- Etymology: John J. Hill, early settler

Location
- Country: United States
- State: Oregon
- County: Lane

Physical characteristics
- Source: Juniper Ridge
- • location: Willamette National Forest
- • coordinates: 43°34′12″N 122°15′50″W﻿ / ﻿43.57000°N 122.26389°W
- • elevation: 5,043 ft (1,537 m)
- Mouth: Middle Fork Willamette River
- • location: Hills Creek Dam
- • coordinates: 43°42′27″N 122°25′24″W﻿ / ﻿43.70750°N 122.42333°W
- • elevation: 1,545 ft (471 m)
- Length: 16 mi (26 km)

= Hills Creek (Oregon) =

Hills Creek is a tributary, about 16 mi long, of the Middle Fork Willamette River in the U.S. state of Oregon. From its headwaters on Juniper Ridge in the Cascade Range, the creek flows northwest through Lane County and the Willamette National Forest for its entire course.
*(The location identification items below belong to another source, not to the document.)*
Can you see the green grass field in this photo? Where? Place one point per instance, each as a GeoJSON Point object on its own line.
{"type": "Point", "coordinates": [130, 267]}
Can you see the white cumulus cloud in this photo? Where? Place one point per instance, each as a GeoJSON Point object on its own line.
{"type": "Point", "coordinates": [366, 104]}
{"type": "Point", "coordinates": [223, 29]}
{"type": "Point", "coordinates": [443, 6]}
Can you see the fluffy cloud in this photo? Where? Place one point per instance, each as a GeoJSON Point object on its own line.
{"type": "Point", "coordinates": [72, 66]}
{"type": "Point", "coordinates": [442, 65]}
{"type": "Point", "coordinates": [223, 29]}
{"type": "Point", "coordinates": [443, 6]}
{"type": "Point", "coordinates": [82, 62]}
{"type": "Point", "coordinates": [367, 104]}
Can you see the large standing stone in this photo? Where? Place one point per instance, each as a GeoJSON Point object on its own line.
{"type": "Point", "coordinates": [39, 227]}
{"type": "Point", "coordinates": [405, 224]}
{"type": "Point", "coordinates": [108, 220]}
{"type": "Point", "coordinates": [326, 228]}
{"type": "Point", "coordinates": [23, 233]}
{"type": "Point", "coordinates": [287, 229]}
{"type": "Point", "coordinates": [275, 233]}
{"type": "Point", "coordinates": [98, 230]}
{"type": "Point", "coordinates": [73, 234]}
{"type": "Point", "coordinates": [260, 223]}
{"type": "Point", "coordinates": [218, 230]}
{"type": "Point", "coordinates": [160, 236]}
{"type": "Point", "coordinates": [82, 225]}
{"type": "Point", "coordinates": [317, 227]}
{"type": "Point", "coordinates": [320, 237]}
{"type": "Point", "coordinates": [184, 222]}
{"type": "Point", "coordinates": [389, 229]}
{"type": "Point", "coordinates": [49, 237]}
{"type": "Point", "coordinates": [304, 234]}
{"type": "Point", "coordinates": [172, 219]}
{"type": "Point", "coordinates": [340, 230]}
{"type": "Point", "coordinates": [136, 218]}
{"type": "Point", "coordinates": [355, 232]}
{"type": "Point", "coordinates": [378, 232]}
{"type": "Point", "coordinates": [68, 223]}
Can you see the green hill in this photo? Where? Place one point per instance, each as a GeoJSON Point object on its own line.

Hills Creek enters the Hills Creek Reservoir at Hills Creek Dam on the Middle Fork about 3 mi upstream from Oakridge. Forest Road 23 (Hills Creek Road) runs roughly parallel to the creek for most of its length.

Hills Creek was named for John J. Hill, who settled near the mouth of the creek in 1870. The dam and lake take their names from the creek.

==Recreation==
The lower 3 to 4 mi of the creek are stocked with rainbow trout that reach 10 to 12 in in length. The stream also supports wild coastal cutthroat trout.

Whitewater enthusiasts sometimes run a 4 mi stretch of the creek that has been called "one of the more demanding creeks in the Eugene area". (Eugene is about 40 mi northwest of the mouth of the creek.) Rapids vary from class 4 to 5 on the International Scale of River Difficulty. Debris from logging adds to the many dangers on this run.